In article <1991Apr4.021135.12258@milton.u.washington.edu> frerichs@ux1.cso.uiuc
.edu (David J Frerichs) writes:
>
>I think that the most important aspect of VR (IMHO), complete replacement
>of a sensory modality, visual in this case, is missing in a non-helmet/boom
>system. 

I'll have to disagree with this statement.  Perhaps my definition of VR
is different from yours (I saw a thread about that a while back...
Was anything concrete decided??), but I personally believe that any 
general VR system designed should function almost independantly of the
display used.  

Whatever is in the world generated by the VR system could be displayed
just as well on a flat screen as through a head mounted stero display.
Navigation would be more complicated, but the same concepts hold.


> ... but floating an object in space in front of your monitor
>is not creating a virtual-world, even if it is interactive.  

Is this the consensus of the 'group mind'??  It seems to me that a VW
is a system that provides interaction with and between the objects in
the system, in a matter similar to the real world.

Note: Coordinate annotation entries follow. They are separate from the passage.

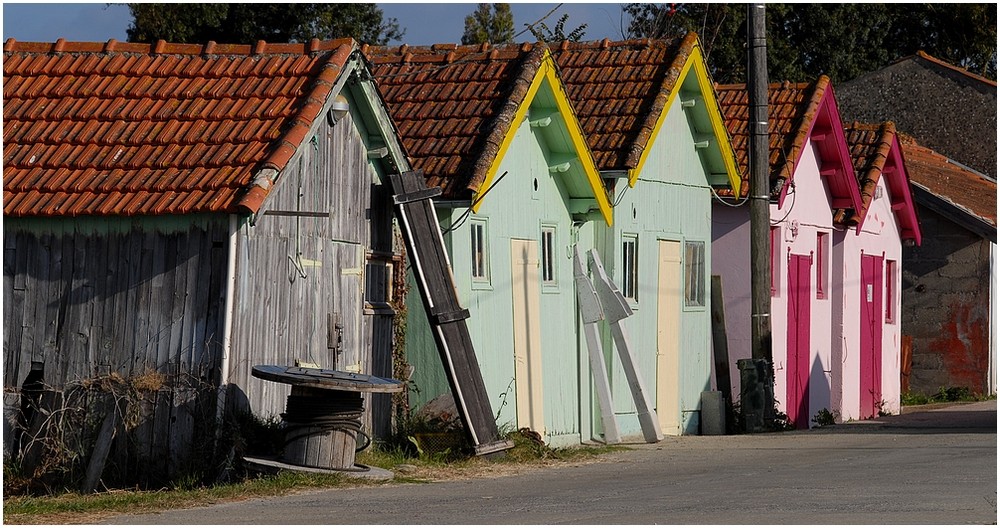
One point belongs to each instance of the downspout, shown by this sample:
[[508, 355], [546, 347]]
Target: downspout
[[992, 379], [227, 328]]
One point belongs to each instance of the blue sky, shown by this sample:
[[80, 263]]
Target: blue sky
[[425, 23]]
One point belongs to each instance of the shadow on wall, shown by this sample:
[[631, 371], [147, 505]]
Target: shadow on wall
[[820, 392]]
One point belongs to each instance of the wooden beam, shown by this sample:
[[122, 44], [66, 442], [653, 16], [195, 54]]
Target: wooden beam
[[432, 270], [615, 309], [590, 311]]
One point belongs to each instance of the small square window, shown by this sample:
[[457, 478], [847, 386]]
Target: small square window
[[630, 267], [548, 255], [480, 252], [694, 274]]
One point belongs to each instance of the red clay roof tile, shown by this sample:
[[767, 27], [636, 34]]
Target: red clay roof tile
[[791, 108], [453, 105], [120, 128], [949, 180], [619, 89], [872, 146]]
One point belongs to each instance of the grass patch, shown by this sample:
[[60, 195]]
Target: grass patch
[[407, 466], [943, 395]]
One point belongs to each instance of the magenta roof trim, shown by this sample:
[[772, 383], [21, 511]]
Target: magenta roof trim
[[846, 184]]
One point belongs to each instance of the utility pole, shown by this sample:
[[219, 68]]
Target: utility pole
[[756, 375]]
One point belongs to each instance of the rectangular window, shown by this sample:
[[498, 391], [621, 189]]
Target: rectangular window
[[548, 255], [890, 291], [480, 252], [822, 266], [630, 267], [694, 273], [775, 259]]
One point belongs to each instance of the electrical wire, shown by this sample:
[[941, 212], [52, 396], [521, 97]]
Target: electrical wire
[[465, 216]]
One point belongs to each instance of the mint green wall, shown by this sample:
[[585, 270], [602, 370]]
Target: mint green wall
[[670, 201], [515, 209]]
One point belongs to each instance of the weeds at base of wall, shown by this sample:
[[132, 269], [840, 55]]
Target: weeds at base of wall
[[99, 432], [944, 395], [825, 417]]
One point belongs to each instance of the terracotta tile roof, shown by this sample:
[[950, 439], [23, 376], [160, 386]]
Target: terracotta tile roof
[[939, 175], [796, 113], [945, 107], [876, 156], [453, 105], [138, 129], [790, 111], [619, 90]]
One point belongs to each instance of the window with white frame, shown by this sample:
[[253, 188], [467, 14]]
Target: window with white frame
[[775, 259], [822, 265], [548, 255], [630, 267], [891, 271], [694, 273], [480, 251]]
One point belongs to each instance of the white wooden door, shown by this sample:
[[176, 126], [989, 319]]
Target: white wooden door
[[526, 297], [668, 324]]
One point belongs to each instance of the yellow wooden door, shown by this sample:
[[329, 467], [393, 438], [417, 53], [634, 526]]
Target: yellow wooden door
[[668, 324], [527, 334]]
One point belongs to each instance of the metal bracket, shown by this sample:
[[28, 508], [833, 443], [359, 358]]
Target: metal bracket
[[441, 318], [416, 196]]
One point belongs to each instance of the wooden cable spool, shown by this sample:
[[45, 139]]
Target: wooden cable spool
[[322, 418]]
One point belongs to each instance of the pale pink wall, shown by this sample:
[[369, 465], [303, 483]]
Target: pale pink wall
[[731, 261], [806, 212], [880, 236]]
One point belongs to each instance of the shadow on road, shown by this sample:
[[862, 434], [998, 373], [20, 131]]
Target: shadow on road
[[960, 418]]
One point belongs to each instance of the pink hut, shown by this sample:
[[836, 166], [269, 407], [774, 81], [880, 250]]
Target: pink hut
[[812, 177], [866, 299]]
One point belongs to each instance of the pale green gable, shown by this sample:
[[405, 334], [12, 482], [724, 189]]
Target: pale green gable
[[540, 182], [671, 201]]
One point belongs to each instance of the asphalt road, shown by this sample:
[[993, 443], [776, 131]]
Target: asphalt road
[[935, 466]]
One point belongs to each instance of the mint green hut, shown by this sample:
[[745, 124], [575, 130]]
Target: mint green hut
[[649, 112], [494, 129]]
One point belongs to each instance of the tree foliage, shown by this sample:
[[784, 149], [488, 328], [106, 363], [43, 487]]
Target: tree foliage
[[493, 23], [840, 40], [248, 23], [542, 32]]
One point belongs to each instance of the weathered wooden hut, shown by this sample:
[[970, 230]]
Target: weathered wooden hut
[[184, 212], [867, 346], [811, 176], [649, 113], [953, 112], [950, 280], [493, 128]]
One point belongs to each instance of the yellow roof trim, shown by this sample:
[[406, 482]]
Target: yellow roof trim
[[696, 61], [547, 73]]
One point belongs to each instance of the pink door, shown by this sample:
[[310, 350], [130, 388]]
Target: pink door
[[797, 364], [871, 335]]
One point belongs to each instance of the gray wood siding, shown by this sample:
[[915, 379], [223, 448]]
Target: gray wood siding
[[89, 298], [316, 257]]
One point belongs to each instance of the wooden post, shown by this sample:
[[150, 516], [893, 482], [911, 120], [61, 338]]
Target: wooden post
[[760, 224], [425, 247], [615, 309], [590, 311], [720, 346], [109, 427]]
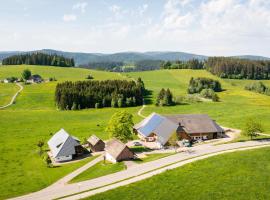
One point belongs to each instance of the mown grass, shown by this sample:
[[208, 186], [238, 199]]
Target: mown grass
[[7, 91], [235, 106], [98, 170], [34, 117], [239, 175]]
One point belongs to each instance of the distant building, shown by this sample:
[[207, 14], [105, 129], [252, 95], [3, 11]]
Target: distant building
[[6, 81], [35, 79], [96, 144], [64, 147], [155, 128], [116, 151]]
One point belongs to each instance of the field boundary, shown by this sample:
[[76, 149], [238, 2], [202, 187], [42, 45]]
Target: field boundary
[[14, 97], [93, 191]]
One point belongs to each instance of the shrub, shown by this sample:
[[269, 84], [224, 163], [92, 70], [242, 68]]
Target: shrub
[[209, 94], [97, 105], [256, 87], [90, 77]]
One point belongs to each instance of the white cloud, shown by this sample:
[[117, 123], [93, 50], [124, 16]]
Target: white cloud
[[80, 6], [143, 9], [115, 9], [214, 27], [69, 17]]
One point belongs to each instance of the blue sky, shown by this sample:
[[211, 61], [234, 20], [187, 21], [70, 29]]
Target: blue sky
[[209, 27]]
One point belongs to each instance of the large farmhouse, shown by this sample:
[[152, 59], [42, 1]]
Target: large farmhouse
[[196, 126], [158, 129], [116, 151], [64, 146]]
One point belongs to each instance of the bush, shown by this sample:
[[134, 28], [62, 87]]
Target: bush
[[257, 87], [209, 94], [90, 77], [47, 160], [97, 105]]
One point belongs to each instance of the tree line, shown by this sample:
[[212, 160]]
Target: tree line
[[236, 68], [97, 94], [38, 58], [258, 87], [196, 85], [190, 64], [164, 98]]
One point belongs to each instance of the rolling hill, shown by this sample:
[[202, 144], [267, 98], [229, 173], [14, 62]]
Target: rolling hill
[[125, 57]]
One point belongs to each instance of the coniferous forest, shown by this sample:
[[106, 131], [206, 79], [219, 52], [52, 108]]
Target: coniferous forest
[[196, 85], [39, 59], [97, 94], [235, 68]]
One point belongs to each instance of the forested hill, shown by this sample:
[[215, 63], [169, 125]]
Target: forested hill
[[38, 58], [123, 57]]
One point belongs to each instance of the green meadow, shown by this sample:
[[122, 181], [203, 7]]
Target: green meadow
[[238, 175], [34, 117], [7, 90]]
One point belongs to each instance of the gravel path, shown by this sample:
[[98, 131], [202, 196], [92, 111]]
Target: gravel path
[[139, 172], [14, 97], [140, 112]]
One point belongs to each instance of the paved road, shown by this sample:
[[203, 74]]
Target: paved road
[[60, 190], [14, 97], [140, 111], [66, 179], [150, 174]]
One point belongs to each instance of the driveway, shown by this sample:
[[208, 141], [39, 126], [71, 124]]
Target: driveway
[[60, 190]]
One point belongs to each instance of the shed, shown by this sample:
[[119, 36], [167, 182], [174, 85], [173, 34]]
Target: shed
[[156, 128], [96, 144], [64, 146], [117, 151]]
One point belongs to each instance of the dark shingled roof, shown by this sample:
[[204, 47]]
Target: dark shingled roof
[[196, 123], [93, 140], [115, 147]]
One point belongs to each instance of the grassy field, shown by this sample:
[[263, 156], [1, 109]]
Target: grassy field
[[98, 170], [34, 117], [7, 90], [239, 175], [235, 106]]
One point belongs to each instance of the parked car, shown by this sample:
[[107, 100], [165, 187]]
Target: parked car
[[137, 143]]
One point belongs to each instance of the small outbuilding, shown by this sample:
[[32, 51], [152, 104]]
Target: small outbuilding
[[155, 128], [96, 144], [35, 79], [116, 151], [64, 146]]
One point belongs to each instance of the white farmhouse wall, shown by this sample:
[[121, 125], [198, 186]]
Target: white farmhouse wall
[[63, 158], [110, 158]]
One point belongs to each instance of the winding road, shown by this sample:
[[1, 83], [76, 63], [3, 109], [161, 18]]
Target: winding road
[[138, 172], [14, 97]]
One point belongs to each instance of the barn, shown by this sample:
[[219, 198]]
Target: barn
[[116, 151], [196, 126], [95, 144], [64, 147]]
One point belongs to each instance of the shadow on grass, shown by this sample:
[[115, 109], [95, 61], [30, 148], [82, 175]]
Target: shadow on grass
[[140, 149], [148, 94]]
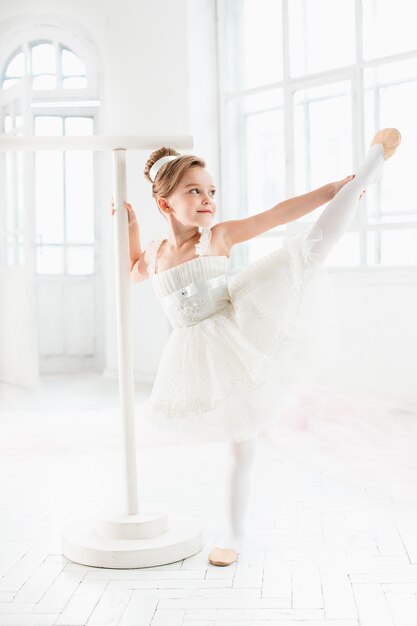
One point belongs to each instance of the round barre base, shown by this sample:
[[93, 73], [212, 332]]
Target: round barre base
[[82, 544]]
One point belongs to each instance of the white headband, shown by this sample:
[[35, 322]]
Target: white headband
[[158, 164]]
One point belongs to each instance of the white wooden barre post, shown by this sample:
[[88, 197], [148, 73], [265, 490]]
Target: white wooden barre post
[[130, 539]]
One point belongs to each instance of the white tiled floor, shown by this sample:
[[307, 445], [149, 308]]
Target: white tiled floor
[[317, 552]]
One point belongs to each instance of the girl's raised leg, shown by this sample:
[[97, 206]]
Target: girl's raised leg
[[337, 215]]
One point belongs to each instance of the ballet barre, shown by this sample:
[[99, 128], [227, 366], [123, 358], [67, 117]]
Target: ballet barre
[[133, 538]]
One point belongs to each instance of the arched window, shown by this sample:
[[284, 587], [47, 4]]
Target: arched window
[[48, 86], [49, 66]]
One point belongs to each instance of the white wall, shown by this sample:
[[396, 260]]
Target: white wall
[[158, 72], [377, 313]]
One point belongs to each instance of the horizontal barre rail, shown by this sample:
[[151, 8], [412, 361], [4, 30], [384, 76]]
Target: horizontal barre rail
[[94, 142]]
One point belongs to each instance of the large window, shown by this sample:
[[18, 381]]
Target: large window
[[305, 84], [51, 84]]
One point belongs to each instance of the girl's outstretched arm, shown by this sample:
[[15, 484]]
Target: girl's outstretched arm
[[236, 231]]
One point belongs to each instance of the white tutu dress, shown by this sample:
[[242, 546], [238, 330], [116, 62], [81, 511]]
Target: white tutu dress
[[237, 343]]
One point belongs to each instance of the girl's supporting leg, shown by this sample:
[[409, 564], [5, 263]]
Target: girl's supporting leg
[[337, 215], [243, 453]]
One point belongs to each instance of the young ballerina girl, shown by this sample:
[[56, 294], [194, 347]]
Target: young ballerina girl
[[230, 355]]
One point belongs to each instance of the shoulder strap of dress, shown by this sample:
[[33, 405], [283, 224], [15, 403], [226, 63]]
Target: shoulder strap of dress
[[153, 251], [203, 245]]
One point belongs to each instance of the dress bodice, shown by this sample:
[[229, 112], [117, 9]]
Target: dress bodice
[[193, 290]]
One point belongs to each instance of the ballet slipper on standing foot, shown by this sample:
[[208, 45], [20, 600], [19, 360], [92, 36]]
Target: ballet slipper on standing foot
[[223, 556]]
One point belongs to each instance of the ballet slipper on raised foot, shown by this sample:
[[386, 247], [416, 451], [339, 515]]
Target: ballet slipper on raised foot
[[390, 138], [223, 556]]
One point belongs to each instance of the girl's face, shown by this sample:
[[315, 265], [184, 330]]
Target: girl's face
[[192, 203]]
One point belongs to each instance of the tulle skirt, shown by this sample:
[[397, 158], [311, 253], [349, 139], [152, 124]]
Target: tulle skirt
[[230, 376]]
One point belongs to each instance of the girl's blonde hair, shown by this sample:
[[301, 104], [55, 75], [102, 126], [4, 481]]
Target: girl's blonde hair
[[170, 174]]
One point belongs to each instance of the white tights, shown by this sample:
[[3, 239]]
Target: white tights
[[333, 222]]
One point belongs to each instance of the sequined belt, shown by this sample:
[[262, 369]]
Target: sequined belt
[[196, 301]]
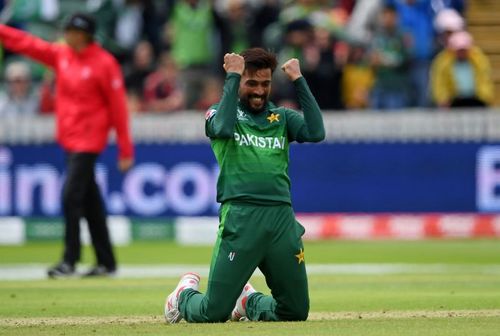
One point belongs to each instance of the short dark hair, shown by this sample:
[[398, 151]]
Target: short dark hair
[[82, 22], [258, 58]]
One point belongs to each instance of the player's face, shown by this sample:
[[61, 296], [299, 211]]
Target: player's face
[[255, 88], [75, 38]]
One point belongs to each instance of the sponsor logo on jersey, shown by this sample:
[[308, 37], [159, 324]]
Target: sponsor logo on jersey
[[260, 142], [300, 256], [210, 113]]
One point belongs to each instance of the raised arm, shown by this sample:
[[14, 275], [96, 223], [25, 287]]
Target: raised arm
[[29, 45], [309, 128], [221, 121], [115, 91]]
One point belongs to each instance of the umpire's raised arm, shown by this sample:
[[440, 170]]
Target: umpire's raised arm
[[312, 128], [222, 118]]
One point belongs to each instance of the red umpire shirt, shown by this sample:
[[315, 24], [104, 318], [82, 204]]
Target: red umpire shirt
[[90, 97]]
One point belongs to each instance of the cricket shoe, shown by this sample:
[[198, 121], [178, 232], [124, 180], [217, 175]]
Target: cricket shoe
[[172, 313], [240, 309]]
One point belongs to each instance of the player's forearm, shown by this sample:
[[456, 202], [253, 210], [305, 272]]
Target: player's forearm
[[313, 130], [225, 119]]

Does the display-type really come into the definition of a VW?
(Sorry if this is a dead topic... I didn't follow the definition of VR
thread when it came up last...)

>[dfRERICHS
> University of Illinois, Urbana         Designing systems that work...
> Dept. of Computer Engineering          Consumer VR. Networked VR.
> IEEE/SigGraph                            _    _    _
> frerichs@ux1.cso.uiuc.edu              _/_\__/_\__/_\_
> frerichs@well.sf.ca.us                  \_/  \_/  \_/                     ]


-- 
         Warren Baird, 2A Co-op Math Computer Science, U(Waterloo)
 wjbaird@dahlia.uwaterloo.ca ...utzoo!watmath.uwaterloo.edu!dahlia!wjbaird
            An elephant is a mouse with an operating system.